Verification for 4 elements using pass analysis:
- After pass 1: min(0,1) is in position 0, max(0,1) in position 1; min(2,3) in position 2, max(2,3) in position 3.
- After pass 2: the minimum of all four elements is in position 0 (it was the min of pair 0,1 and then the min with pair 2,3's minimum). The maximum is in position 3.
- After pass 3: positions 1 and 2 are correctly ordered.
Performance Measurement
; Timing harness using RDTSC
%macro RDTSC_START 0
rdtsc
shl rdx, 32
or rax, rdx
mov [start_tsc], rax
%endmacro
%macro RDTSC_END 0
rdtsc
shl rdx, 32
or rax, rdx
sub rax, [start_tsc] ; rax = elapsed cycles
%endmacro
Measured results on Intel Ice Lake (sorted, reverse-sorted, and random inputs, 10^7 iterations):
| Implementation | Random Input | Sorted Input | Reverse-Sorted |
|---|---|---|---|
| Branchy (CMP+JLE) | 18 cycles | 7 cycles | 8 cycles |
| Branchless (CMOV) | 12 cycles | 12 cycles | 12 cycles |
The branchless version has consistent 12-cycle performance regardless of input. The branchy version is faster on sorted data (branch predictor works well) but significantly slower on random data (frequent mispredictions). For a general-purpose sort over unknown data, the branchless version wins.
When Branchless Sorting Wins in Practice
The SIMD sorting story is even more dramatic. The SIMD instruction set (Chapter 15) can sort 8 int32 values simultaneously using packed SIMD compare-and-swap:
; SIMD compare-and-swap of two YMM registers (8 int32 each)

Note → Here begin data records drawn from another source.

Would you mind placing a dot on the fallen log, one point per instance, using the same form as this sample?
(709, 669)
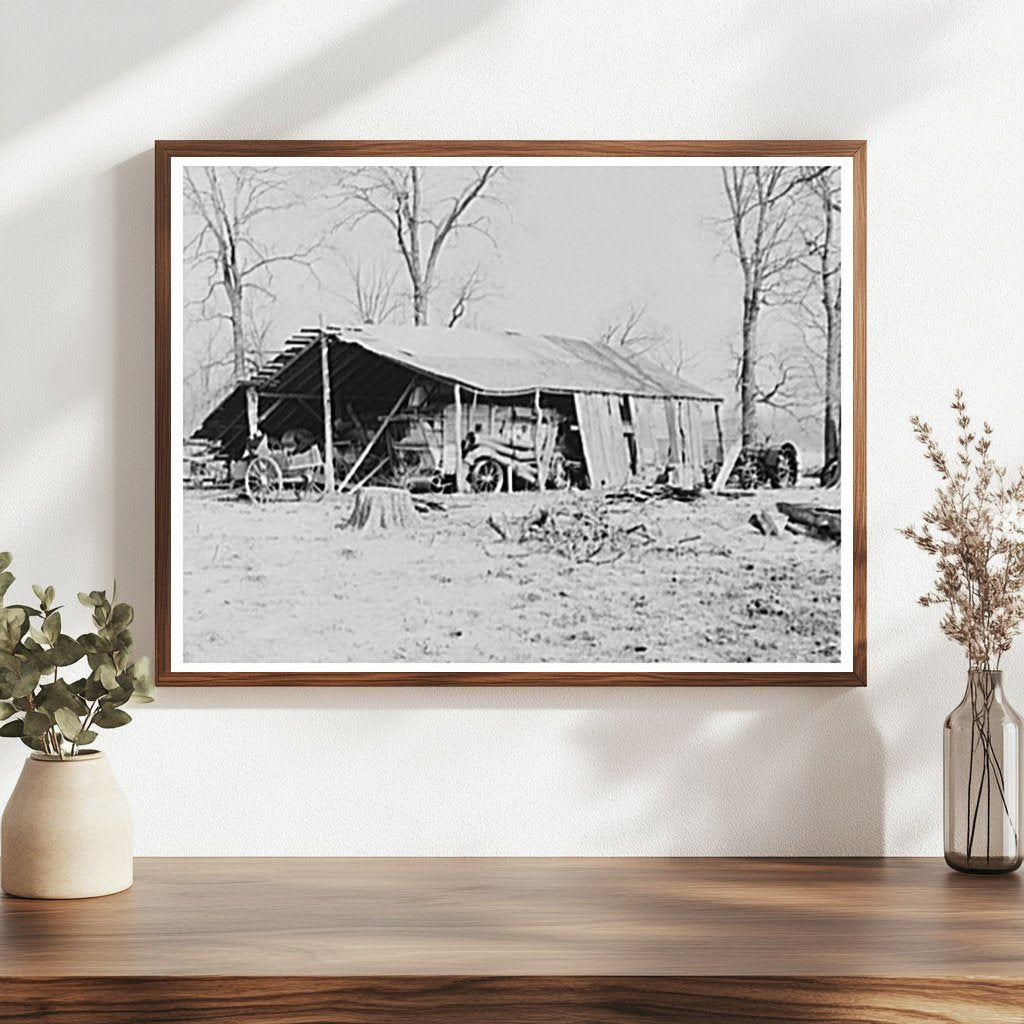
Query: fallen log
(764, 524)
(819, 521)
(380, 509)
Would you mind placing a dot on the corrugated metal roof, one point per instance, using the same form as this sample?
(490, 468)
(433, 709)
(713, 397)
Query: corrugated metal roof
(505, 363)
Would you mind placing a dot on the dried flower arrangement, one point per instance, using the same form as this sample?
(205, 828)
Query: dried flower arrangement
(975, 529)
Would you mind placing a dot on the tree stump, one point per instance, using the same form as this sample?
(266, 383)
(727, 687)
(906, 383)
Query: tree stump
(379, 509)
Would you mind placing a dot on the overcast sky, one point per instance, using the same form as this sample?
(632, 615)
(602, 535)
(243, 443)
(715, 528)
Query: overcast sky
(572, 248)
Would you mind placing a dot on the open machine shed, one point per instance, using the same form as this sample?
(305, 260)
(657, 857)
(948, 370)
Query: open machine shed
(634, 420)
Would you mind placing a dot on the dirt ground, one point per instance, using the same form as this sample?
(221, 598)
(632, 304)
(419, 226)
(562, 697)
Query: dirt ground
(286, 582)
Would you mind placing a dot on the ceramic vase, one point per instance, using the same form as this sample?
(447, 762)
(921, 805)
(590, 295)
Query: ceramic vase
(67, 830)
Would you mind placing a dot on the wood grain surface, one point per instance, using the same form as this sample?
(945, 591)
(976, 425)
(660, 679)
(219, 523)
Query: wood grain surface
(165, 151)
(310, 940)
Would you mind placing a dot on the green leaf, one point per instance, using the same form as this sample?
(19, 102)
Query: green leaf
(141, 679)
(67, 651)
(27, 681)
(28, 609)
(13, 625)
(51, 626)
(58, 694)
(36, 723)
(69, 723)
(108, 718)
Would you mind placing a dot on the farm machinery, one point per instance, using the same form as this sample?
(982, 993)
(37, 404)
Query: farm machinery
(755, 466)
(291, 466)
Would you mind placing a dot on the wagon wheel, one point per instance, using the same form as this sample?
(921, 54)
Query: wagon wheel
(782, 469)
(486, 476)
(747, 471)
(263, 479)
(830, 474)
(312, 487)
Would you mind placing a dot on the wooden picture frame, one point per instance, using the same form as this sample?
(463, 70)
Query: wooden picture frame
(852, 157)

; vpminsd ymm0, ymm0, ymm1 ; ymm0 = min(ymm0, ymm1) element-wise
; vpmaxsd ymm1, ymm0_orig, ymm1 ; needs care with ymm0 overwrite
A SIMD sorting network can sort 8 elements in the time a scalar version sorts 1 element, making branchless SIMD sort the foundation of high-performance sorting libraries.
The Key Insight
Branch prediction works well when patterns are predictable. A comparison in a sort is predictable when: - The data is nearly sorted (many consecutive equal comparisons) - There is a systematic ordering pattern
Branch prediction fails when: - Data is uniformly random (50/50 on each comparison) - The ordering of input is arbitrary (like sorting a file listing by hash value)
For general-purpose sorting, branchless algorithms are the right choice in the comparison step. The overhead of always executing both stores (even when no swap is needed) is less costly than the misprediction penalty from a 50/50 unpredictable branch.